BASE_URL = os.getenv('OPENAI_BASE_URL', 'https://api.poe.com/v1').rstrip('/')
API_KEY = os.getenv('OPENAI_API_KEY') or os.getenv('POE_API_KEY')
MODEL = os.getenv('TEACHER_MODEL', 'gpt-oss-20b')

def chat_complete(messages, model=MODEL, stream=True, temperature=0, timeout=60):
    headers = {'Authorization': f'Bearer {API_KEY}', 'Content-Type': 'application/json'}
    payload = {'model': model, 'messages': messages, 'temperature': temperature, 'stream': stream}
    url = f'{BASE_URL}/chat/completions'
    with requests.post(url, headers=headers, json=payload, stream=stream, timeout=timeout) as r:
        r.raise_for_status()
        if not stream:
            data = r.json()
            return data['choices'][0]['message']['content']
        # stream tokens
        text = ''
        for line in r.iter_lines():
            if not line: continue
            if line.startswith(b'data: '):
                chunk = line[len(b'data: '):].decode('utf-8')
                if chunk == '[DONE]': break
                try:
                    obj = json.loads(chunk)
                    delta = obj['choices'][0].get('delta', {}).get('content')
                    if delta:
                        text += delta
                        print(delta, end='', flush=True)
                except Exception:
                    pass
        return text

# Minimal example
example = [
    {'role': 'system', 'content': 'You are a helpful assistant.'},
    {'role': 'user', 'content': 'In one sentence, what is a good tutorial notebook?'}
]
_ = chat_complete(example, stream=True)


## Reproducibility and Cost Controls
- Set `temperature=0` for deterministic demos; surface seeds if model supports.
- Log token and latency if available; show a budget and remaining quota.
- Provide small inputs first; optionally include a heavy cell with time estimate and a skip flag.

In [None]:
import random, numpy as np
random.seed(0); np.random.seed(0)
print('Seeds set (Python, NumPy)')


## Accessibility and Safety
- Use headings and lists for scanability; avoid tiny fonts in figures.
- Alt text for images; colorblind-safe palettes.
- Avoid sensitive data; sanitize inputs; add disclaimers for medical/legal topics.
- Include troubleshooting for common errors (auth, rate limits, network).
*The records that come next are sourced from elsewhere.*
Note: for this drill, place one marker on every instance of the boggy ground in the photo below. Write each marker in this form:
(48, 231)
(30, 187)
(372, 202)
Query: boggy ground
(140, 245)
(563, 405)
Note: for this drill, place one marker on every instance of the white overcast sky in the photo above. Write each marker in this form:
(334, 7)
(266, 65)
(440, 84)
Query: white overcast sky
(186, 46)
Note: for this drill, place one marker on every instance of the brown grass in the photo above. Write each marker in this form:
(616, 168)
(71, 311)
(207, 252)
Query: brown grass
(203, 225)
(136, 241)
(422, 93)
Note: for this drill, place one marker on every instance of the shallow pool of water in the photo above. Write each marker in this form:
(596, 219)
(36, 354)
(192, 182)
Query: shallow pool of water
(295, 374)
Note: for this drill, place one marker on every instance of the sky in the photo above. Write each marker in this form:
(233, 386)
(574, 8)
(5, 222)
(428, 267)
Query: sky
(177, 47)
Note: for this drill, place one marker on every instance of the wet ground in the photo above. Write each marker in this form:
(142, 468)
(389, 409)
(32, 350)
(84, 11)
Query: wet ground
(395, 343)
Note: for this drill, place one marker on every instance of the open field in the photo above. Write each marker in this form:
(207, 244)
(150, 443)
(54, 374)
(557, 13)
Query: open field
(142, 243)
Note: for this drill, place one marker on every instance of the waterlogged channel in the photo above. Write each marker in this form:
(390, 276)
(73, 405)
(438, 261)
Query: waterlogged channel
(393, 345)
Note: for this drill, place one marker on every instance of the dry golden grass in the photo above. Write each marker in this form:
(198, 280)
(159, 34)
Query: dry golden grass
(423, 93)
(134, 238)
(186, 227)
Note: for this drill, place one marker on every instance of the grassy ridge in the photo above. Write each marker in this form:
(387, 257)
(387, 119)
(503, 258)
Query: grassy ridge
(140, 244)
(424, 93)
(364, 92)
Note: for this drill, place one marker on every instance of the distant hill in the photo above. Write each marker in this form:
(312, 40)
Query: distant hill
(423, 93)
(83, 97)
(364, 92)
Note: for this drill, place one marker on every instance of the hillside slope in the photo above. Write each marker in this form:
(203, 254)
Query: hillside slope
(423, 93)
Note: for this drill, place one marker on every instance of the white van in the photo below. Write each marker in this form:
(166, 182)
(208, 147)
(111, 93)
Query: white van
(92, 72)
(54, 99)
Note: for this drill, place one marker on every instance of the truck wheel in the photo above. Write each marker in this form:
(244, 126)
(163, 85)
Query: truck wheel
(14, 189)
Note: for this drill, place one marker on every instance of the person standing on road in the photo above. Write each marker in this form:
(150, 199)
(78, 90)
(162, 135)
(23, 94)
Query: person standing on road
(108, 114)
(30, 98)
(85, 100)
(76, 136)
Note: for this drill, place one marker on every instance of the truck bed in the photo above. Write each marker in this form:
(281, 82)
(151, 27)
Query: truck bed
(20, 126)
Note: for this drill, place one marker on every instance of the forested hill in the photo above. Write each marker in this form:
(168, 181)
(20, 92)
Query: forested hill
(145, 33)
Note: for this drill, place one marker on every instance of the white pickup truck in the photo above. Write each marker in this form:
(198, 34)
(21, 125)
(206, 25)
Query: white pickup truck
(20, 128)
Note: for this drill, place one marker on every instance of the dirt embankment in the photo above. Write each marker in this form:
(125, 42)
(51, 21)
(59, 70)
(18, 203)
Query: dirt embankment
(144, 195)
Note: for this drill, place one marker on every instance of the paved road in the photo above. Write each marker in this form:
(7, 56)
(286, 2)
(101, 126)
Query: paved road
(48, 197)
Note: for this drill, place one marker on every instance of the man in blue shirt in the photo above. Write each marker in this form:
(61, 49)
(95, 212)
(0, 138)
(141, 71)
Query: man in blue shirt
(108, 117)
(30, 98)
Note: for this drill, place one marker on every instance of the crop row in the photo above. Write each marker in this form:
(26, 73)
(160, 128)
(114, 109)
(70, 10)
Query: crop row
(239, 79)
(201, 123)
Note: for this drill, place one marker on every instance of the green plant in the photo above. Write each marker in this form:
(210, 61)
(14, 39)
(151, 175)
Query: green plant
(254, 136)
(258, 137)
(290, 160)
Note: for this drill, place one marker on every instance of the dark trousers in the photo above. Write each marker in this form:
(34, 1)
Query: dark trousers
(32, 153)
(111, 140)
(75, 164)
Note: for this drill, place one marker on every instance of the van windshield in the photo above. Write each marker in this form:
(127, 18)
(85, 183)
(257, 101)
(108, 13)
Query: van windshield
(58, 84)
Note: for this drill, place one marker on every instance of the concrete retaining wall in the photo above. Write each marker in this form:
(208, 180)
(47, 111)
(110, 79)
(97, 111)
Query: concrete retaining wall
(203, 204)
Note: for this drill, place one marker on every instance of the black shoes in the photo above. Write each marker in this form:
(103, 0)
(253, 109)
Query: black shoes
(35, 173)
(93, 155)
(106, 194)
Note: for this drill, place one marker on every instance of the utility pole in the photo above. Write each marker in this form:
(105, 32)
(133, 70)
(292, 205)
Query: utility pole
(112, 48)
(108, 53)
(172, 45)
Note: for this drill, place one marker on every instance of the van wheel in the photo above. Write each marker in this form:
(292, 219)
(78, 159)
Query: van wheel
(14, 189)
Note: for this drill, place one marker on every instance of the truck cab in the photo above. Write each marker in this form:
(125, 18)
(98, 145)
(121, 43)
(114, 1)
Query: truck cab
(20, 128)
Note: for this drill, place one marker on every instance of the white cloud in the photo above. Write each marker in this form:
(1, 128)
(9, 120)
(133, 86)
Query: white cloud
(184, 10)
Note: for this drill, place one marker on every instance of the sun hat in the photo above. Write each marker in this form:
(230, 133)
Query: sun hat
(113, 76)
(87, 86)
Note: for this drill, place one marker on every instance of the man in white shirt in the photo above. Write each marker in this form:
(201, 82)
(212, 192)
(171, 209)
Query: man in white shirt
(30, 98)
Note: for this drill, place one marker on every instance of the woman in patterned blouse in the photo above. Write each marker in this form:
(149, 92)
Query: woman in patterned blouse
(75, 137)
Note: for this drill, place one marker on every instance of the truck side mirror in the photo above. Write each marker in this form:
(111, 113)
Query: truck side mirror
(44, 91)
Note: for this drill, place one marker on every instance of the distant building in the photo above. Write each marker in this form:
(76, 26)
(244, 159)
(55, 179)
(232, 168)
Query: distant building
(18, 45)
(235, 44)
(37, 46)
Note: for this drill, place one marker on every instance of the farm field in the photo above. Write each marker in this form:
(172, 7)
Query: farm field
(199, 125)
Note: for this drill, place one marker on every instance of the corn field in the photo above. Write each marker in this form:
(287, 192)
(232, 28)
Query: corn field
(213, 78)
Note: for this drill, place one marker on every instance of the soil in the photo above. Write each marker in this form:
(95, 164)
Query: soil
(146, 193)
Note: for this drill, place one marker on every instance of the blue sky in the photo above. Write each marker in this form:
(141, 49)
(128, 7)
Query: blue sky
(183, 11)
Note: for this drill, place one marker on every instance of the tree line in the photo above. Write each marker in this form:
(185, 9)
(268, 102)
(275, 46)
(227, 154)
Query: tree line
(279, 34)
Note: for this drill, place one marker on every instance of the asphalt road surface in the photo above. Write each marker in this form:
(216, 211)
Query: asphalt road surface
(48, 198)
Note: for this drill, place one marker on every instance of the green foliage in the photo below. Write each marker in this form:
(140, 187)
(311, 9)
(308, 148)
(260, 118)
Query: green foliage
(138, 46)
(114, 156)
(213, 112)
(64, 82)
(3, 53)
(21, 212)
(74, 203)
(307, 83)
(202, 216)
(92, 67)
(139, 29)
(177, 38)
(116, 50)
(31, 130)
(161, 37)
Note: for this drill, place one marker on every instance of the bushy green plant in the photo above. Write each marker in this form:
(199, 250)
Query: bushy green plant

## Minimal Outline Template (Copy/Paste)
1. Title and Summary
2. Requirements & Preflight
3. Setup (imports, keys, client)
4. Minimal Working Example
5. Step 1: Core concept
6. Step 2: Variation or parameter tuning
7. Step 3: Structured output or tooling
8. Extensions and exercises (predict→run→reflect)
9. Cost/latency and pitfalls
10. Wrap-up and next steps

## References
- Internal: `teacher-harmony-format.md`, `spec/lesson.schema.json`, `spec/lesson-validate-repair.ts`
- Patterns drawn from: OpenAI Cookbook, Anthropic examples, and in-repo notebooks.

Tip: Keep notebooks self-sufficient and compatible with Restart-and-Run-All.